In April 2020, the OCTA Board approved a settlement for $1 million in cash and forgiveness of $40 million in toll violations and penalties for the In Re Toll Roads Litigation (Plaintiffs) case. The case initially focused on two basic sets of claims. The first related to due process and negligence claims alleging that the procedures used to assess and collect toll violation penalties when drivers use toll roads without paying the required toll are inadequate. The second original claim is that the penalties assessed against toll violators on the 91 Express Lanes is excessive. Over time, the Plaintiffs alleged that OCTA routinely sells and/or provides personally identifiable information of drivers to a host of other entities as part of the operation of the 91 Express Lanes. The parties have obtained court approval of the settlement and given notice of the settlement to the class members.
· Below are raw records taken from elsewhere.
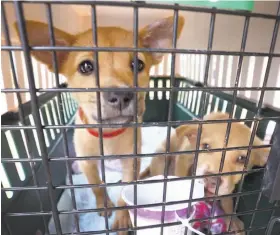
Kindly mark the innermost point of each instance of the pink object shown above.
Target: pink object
(203, 211)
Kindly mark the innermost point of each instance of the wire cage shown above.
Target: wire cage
(37, 137)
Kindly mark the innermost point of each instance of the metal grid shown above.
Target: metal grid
(45, 160)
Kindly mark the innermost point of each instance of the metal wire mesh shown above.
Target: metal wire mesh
(57, 91)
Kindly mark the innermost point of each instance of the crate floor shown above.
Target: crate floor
(151, 138)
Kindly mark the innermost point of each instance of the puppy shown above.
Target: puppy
(213, 137)
(115, 71)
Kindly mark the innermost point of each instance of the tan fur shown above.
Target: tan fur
(114, 71)
(209, 163)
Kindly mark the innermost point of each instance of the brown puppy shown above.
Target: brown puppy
(212, 137)
(115, 71)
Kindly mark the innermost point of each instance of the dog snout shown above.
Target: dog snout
(212, 181)
(119, 100)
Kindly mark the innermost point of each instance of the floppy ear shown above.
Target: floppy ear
(159, 35)
(260, 155)
(38, 35)
(216, 116)
(190, 131)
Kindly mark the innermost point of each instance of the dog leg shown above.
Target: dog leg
(90, 169)
(122, 219)
(236, 224)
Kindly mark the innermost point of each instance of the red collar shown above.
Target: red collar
(96, 132)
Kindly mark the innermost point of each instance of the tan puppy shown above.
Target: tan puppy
(115, 71)
(212, 137)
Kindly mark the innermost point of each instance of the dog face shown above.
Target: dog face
(213, 137)
(115, 68)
In FY 2019-20, Management recorded a liability of $1,000,000 for the cash settlement and wrote off approximately $3,600,000 of violations receivables for the forgiveness of toll violations and penalties. In FY 2020-21, 91 Express Lanes issued a payment of $217,000 of the $1,000,000 settlement amount. The remaining amount of the settlement was paid in FY 2021-22.
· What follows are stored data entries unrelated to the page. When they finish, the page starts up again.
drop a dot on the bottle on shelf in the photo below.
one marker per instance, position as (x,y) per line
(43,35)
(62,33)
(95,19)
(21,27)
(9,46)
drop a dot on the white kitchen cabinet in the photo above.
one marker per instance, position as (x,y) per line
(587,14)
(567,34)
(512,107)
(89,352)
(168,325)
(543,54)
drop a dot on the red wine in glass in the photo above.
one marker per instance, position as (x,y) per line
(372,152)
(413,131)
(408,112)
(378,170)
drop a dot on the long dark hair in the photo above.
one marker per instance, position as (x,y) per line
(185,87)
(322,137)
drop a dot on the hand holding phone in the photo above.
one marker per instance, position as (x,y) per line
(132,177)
9. Effect of New Pronouncements: GASB Statement No. 87

In June 2017, GASB issued Statement No. 87, Leases. The objective of this Statement is to better meet the information needs of financial statement users by improving accounting and financial reporting for leases by governments. This Statement increases the usefulness of governments’ financial statements by requiring recognition of certain lease assets and liabilities for leases that previously were classified as operating leases and recognized as inflows of resources or outflows of resources based on the payment provisions of the contract. It establishes a single model for lease accounting based on the foundational principle that leases are financings of the right to use an underlying asset. Under this Statement, a lessee is required to recognize a lease liability and an intangible right-to-use lease asset, and a lessor is required to recognize a lease receivable and a deferred inflow of resources, thereby enhancing the relevance and consistency of information about governments’ leasing activities. OCTA implemented this statement for fiscal year ending June 30, 2022. See note 6 for further information on the impact of the adoption of GASB Statement No. 87.

GASB Statement No. 91

In May 2019, GASB issued Statement No. 91, Conduit Debt Obligations. The primary objectives of this Statement are to provide a single method of reporting conduit debt obligations by issuers and eliminate diversity in practice associated with (1) commitments extended by issuers, (2) arrangements associated with conduit debt obligations, and (3) related note disclosures. This Statement achieves those objectives by clarifying the existing definition of a conduit debt obligation; establishing that a conduit debt obligation is not a liability of the issuer; establishing standards for accounting and financial reporting of additional commitments and voluntary commitments extended by issuers and arrangements associated with conduit debt obligations; and improving required note disclosures. This Statement was effective for OCTA’s fiscal year ending June 30, 2022, but was postponed by one year per GASB Statement No. 95, Postponement of the Effective Dates of Certain Authoritative Guidance. OCTA has not determined the effect of this Statement.

GASB Statement No. 92

In January 2020, GASB issued Statement No. 92, Omnibus 2020. The primary objectives of this Statement are to enhance comparability in accounting and financial reporting and to improve the consistency of authoritative literature by addressing practice issues that have been identified during implementation and application of certain GASB Statements. Paragraphs 4, 5, 11 and 13 of this Statement are effective immediately. The remaining paragraphs of this Statement were effective for OCTA’s fiscal year ending June 30, 2021, but were postponed by one year per GASB Statement No. 95, Postponement of the Effective Dates of Certain Authoritative Guidance. The implementation of this Statement did not have a material effect on the financial statements.